I got hit with the virus last week while using XP and Firefox 2.x (forget exactly which). I thought it was something someone else on my network was sending me, and stupidly approved it. It was fairly easy to clean off the virus. Unfortunately, I screwed up something else in doing so, and eventually just archived my non-replaceable data onto thumb drives and reformatted the ancient beast. I was more interested in how it had made the entire screen an approve button, since I had been planning to reformat soon anyway, since I had a lot of partial installations of old programs that I was having trouble hunting down. Since it's the first virus that's actually caused problems for me in 12 years, I didn't feel too badly about finally getting hit by one.

[Edi]

Here's a good breakdown of just what that shit is, what it does and how it works: Link

[Steel]

The entire desktop is turned into a button by actually being a big window that sits behind your icons. I was able to go to the left hand side of the screen and drag and squash it into a little box so i could get to the desktop behind on the computer i was fixing.

[Dominus Atheos]

When you're dealing with such a ridiculously unsecure operating system as XP, then yes, it's dangerous to even connect it to a network.

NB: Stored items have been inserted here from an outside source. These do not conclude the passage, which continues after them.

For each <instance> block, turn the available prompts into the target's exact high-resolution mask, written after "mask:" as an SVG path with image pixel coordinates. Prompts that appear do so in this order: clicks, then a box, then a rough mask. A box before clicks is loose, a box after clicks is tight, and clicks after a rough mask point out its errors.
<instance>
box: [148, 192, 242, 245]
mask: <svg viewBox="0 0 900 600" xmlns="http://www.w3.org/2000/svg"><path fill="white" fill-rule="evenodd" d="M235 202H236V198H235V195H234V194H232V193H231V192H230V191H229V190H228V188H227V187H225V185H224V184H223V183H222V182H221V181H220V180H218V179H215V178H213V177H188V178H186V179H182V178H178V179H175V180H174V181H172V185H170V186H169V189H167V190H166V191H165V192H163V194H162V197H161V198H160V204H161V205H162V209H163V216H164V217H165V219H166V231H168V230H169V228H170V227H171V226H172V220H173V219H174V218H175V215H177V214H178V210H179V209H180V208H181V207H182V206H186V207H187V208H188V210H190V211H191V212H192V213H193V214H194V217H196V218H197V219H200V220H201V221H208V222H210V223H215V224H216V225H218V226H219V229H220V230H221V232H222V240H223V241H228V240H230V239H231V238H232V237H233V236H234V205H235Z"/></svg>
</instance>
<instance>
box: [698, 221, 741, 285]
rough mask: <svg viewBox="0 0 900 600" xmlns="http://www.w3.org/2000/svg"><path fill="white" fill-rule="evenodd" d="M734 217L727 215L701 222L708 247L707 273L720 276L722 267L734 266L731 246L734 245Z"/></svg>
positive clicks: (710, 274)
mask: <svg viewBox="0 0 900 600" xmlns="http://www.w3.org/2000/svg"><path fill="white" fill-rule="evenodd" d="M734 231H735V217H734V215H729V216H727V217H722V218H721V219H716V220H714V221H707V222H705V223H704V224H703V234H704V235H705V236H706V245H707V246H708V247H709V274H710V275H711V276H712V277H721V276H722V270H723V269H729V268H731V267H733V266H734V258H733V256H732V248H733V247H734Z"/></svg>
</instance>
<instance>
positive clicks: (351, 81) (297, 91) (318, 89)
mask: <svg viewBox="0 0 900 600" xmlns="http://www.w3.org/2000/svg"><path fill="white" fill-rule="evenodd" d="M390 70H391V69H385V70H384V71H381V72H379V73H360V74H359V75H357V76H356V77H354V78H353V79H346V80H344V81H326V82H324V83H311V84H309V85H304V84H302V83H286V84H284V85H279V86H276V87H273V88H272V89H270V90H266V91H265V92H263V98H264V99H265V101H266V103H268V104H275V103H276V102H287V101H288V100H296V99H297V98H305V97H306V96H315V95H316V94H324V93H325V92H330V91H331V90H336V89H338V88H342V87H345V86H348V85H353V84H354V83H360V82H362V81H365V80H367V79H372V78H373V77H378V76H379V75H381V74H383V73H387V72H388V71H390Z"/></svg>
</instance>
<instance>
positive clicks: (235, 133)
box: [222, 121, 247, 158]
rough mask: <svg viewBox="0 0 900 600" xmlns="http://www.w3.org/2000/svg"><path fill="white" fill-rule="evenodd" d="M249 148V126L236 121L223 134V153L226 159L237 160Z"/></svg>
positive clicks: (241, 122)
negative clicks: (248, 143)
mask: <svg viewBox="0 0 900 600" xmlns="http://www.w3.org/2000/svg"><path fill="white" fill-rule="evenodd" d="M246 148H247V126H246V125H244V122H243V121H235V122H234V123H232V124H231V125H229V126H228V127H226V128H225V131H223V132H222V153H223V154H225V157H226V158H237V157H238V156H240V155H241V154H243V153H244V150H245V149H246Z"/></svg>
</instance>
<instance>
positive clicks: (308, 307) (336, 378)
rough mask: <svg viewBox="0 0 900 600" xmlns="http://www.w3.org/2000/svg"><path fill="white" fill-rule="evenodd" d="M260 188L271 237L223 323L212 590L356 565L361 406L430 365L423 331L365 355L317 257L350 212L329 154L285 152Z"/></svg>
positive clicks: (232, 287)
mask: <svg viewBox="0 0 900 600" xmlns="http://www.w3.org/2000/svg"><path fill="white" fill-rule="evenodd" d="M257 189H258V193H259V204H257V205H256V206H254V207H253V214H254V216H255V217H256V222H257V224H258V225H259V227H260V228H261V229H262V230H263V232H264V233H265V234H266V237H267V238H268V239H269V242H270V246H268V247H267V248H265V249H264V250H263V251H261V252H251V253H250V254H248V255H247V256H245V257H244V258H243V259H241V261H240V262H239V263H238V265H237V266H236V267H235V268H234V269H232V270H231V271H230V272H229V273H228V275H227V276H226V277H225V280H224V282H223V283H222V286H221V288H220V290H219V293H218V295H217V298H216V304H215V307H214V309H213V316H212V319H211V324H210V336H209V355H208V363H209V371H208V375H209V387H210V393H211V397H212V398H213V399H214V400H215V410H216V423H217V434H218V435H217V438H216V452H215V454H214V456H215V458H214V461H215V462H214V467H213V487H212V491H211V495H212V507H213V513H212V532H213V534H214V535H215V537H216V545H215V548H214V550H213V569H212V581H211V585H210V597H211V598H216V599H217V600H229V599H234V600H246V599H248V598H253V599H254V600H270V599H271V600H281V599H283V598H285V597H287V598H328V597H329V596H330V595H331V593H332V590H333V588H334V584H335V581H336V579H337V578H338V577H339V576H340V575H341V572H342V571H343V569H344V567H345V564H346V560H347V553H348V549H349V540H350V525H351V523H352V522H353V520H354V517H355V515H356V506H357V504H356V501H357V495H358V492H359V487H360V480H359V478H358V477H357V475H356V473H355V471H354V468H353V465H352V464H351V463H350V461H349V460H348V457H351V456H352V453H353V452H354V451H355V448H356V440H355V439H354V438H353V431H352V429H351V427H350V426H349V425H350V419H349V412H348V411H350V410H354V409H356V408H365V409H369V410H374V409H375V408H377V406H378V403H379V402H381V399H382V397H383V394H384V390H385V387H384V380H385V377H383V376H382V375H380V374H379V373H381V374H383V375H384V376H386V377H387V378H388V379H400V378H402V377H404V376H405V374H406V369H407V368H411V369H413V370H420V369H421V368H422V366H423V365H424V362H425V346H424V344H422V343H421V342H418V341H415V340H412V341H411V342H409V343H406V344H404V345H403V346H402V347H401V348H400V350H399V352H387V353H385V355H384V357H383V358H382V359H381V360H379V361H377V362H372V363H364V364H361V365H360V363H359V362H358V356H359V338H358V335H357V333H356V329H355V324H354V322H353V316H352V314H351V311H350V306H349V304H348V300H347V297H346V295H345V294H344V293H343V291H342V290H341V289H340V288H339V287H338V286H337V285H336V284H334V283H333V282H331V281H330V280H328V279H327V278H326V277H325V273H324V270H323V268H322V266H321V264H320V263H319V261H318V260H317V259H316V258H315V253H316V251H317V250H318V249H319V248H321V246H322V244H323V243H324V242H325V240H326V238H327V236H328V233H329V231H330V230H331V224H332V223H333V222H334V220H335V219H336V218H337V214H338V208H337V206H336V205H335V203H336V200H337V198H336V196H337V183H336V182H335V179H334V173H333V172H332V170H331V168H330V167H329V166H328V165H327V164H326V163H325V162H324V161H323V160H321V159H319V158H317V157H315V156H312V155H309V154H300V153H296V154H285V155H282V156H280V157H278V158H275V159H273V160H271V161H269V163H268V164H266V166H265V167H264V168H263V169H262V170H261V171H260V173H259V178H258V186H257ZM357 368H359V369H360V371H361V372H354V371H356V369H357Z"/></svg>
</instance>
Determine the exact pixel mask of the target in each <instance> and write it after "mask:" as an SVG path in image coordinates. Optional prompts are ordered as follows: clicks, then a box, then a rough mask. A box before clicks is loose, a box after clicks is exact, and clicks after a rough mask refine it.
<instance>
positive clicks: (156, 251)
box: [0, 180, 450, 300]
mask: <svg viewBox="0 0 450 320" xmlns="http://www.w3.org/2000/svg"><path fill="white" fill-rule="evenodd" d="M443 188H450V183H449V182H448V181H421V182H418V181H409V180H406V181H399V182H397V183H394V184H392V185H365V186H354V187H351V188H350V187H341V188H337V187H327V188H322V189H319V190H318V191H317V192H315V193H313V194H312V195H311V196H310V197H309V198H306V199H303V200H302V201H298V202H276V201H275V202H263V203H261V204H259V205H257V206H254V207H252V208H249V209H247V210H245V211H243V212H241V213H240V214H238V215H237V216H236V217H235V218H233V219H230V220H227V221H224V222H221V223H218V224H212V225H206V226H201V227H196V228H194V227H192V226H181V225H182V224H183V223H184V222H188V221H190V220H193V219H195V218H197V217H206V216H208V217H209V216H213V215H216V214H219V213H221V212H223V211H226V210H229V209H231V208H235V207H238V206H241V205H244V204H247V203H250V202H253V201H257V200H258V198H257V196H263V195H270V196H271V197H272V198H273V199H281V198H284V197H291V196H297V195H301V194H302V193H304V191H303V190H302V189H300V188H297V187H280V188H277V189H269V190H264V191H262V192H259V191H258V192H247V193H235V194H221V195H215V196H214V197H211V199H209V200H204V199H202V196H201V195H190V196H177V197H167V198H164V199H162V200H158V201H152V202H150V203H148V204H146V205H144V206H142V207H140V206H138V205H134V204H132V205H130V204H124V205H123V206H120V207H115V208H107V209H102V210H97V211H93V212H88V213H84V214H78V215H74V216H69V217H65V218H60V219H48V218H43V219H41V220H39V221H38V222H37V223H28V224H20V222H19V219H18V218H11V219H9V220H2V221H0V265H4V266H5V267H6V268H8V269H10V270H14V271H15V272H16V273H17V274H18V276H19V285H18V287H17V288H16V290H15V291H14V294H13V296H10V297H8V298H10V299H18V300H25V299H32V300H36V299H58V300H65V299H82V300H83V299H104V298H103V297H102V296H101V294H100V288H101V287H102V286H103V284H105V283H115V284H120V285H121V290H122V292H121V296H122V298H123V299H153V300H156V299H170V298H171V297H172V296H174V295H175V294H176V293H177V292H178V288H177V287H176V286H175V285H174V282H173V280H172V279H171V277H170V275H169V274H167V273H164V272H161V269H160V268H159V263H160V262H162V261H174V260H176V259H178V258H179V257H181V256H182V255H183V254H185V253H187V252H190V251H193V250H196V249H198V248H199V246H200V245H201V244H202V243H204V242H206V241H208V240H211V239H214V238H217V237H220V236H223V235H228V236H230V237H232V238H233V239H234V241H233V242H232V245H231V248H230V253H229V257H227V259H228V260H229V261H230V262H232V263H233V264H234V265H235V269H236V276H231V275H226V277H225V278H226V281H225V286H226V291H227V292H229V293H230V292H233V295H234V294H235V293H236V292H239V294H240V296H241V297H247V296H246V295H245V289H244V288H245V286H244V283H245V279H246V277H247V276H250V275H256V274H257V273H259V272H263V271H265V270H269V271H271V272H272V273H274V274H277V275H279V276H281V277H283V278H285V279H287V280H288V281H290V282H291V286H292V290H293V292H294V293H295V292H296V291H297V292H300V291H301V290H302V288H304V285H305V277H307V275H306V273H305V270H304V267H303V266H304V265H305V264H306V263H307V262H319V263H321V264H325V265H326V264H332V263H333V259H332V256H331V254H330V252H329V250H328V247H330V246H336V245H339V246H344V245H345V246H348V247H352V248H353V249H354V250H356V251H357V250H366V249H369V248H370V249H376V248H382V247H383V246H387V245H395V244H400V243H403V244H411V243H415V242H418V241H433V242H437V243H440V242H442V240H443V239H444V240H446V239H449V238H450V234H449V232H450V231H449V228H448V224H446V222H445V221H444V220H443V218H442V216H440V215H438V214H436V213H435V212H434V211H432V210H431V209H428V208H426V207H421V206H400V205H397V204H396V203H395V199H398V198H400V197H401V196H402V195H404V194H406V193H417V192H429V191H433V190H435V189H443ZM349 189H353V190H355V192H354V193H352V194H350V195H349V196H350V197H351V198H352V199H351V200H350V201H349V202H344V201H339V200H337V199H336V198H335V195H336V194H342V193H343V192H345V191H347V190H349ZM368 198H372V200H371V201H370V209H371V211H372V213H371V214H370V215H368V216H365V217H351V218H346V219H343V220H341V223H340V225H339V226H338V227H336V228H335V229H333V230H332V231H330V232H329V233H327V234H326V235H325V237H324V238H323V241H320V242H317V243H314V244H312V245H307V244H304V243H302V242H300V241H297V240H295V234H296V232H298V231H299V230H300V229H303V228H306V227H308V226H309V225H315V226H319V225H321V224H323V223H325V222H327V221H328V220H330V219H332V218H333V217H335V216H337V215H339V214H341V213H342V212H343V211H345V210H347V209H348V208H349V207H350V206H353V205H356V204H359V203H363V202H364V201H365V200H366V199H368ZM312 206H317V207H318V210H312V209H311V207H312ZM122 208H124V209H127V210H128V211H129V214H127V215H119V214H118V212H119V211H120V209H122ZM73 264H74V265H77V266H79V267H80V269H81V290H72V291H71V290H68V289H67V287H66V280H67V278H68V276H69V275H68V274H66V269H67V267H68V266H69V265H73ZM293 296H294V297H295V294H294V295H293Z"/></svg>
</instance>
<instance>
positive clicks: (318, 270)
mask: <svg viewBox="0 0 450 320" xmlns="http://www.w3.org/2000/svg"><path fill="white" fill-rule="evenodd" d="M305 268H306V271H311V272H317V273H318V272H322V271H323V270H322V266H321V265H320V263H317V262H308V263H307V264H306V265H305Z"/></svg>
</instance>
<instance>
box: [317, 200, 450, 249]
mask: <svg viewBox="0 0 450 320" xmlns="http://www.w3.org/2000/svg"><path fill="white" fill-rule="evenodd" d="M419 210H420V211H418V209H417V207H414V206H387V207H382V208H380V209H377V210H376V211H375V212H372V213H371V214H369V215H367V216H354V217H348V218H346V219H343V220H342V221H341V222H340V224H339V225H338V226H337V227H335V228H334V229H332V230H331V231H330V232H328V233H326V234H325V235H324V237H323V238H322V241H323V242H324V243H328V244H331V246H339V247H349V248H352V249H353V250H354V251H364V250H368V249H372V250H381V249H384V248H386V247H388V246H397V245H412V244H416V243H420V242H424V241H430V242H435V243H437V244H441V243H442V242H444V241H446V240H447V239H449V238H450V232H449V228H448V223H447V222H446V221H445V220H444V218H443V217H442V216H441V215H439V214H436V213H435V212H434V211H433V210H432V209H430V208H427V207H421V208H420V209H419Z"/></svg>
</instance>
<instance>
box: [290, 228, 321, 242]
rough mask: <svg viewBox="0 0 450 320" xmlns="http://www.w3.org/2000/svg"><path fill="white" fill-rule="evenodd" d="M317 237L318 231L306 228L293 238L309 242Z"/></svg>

There is a thing called a reasonable response. There is a threat present, but that threat can be minimized with far less drastic steps without killing as much of your productivity.

This reminds me of the no sex arguments - sure, it is the most effective way to avoid STDs and such, but less drastic steps are almost just as effective.

My biggest complaint about XP's security is how it discourages people from running as a limited account. Out of the box, the default account is an administrator and it's really hard to run in limited mode with no privilege escalation. The end result being everything runs in admin mode, including the internet browsers. I'm not sure who's idea it was to give internet explorer, a program who's sole purpose is to execute remote code, root level access to the system, but whoever it was needs to be castrated so their genes don't infect future generations.